1) defalarca basılmış, onlarca askerin öldüğü bir yer. 5 -6 tane barakadan oluşmuş, kabak gibi bir yer. çözümün insani yönlerini geçtim hadi, salt askeri açıdan bile o karakolu, maruz kaldığı tehdite göre yapılandırmayanlar sorumludur. belli kaç kere basılmış, neden?
ama önemli değil ki, bir tane ölür bin tane daha gelir, asker dediğin nedir? askerlik yan gelip yatma yeri değildir, öyle değil mi? öyle demiyor mu başbakanınız olacak adam recep tayyip erdoğan?
dağlıca baskınından sonra , bazı askerler kaçırılınca, bakan mehmet ali şahin: askerlerin serbest bırakılmalarına sevinmedim, dememiş miydi, zımnen keşke ölseler anlamına gelen bu sözleri sarfetmemiş miydi? siz de koyun gibi efendilerinizi seyretmemiş miydiniz? evlat kendinin olmayınca, uçması atması kolay tabii.
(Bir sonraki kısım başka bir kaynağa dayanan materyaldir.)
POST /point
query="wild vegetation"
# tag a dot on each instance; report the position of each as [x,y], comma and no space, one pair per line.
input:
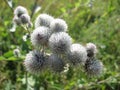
[96,21]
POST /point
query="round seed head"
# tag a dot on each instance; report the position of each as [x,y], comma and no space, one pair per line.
[77,54]
[56,63]
[17,20]
[60,42]
[40,36]
[58,25]
[43,20]
[91,49]
[25,18]
[20,10]
[34,62]
[93,67]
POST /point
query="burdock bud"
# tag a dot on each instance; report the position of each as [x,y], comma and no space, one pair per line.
[20,10]
[93,67]
[25,18]
[56,63]
[77,54]
[35,62]
[91,49]
[58,25]
[17,20]
[43,20]
[40,36]
[60,42]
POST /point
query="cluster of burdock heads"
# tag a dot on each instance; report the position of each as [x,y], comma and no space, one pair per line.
[53,47]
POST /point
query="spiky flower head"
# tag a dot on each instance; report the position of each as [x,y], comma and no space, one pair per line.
[43,20]
[58,25]
[20,10]
[77,54]
[25,18]
[35,62]
[56,63]
[91,49]
[93,67]
[60,42]
[40,36]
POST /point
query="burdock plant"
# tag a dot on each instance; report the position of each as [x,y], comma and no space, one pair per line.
[51,33]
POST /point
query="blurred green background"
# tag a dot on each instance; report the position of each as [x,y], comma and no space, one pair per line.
[96,21]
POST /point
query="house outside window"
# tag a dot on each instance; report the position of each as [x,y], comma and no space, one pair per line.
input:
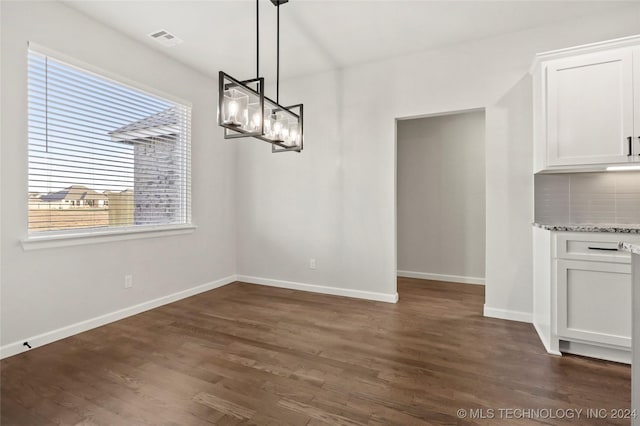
[103,154]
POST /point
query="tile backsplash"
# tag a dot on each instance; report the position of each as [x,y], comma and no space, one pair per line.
[576,198]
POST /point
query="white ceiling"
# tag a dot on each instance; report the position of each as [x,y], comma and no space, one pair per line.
[319,35]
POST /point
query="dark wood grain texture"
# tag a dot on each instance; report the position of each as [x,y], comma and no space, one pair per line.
[252,355]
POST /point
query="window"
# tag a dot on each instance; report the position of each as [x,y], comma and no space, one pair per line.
[103,154]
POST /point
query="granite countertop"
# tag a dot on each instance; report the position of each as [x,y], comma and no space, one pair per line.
[630,247]
[597,227]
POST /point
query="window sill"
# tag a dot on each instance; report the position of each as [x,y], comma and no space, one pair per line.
[36,242]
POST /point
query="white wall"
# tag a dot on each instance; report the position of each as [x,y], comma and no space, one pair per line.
[441,197]
[509,180]
[47,289]
[335,201]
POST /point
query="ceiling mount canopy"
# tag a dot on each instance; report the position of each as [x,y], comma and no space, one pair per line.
[245,111]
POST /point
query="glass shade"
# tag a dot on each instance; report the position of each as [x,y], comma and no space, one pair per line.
[283,126]
[240,106]
[245,112]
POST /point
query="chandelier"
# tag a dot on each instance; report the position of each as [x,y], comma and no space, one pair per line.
[245,111]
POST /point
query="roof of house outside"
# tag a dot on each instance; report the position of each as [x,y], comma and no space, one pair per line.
[163,123]
[73,193]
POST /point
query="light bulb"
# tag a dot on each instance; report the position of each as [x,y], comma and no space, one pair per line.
[256,120]
[233,110]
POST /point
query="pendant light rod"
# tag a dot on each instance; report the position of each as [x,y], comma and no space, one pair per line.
[278,56]
[257,39]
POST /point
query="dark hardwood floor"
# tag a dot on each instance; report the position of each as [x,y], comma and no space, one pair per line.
[246,354]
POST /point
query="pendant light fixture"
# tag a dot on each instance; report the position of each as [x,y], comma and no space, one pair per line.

2) dağlıca belgesi, taraf gazetesi tarafından patlatıldığında, hani tüm birimlere 9 gün önceden bütün detayları ile bu eylemin istihbaratının verildiği belgesi, ortaya çıkınca, genelkurmay pek de inandırıcı olmayan bir açıklama yapmıştı. şimdi merak ediyorum , bu eylemin istihbaratı var mıydı?
3) pkk'sı, türkiye'si hepsi amerikan emperyalizminin kucağına oturmuşken, tetiği çeken pkk olsa bile, kim ulan bu çocukların katlinden sorumlu olanlar? kim bu sorunu çözmeyip de bundan her türlü rantı sağlayanlar? kim hrant dink'in öldürüleceğine dair istihbaratı sümen altı eden albayı görevden alıp yargılamak yerine, alelacele bursa'ya tayin edenler? kim ulan, mersin'de türk bayrağı yaktı kürtler haberini yayanlar, o eylem ergenekon terör örgütü'nün provokasyonu çıkınca, susanlar kim?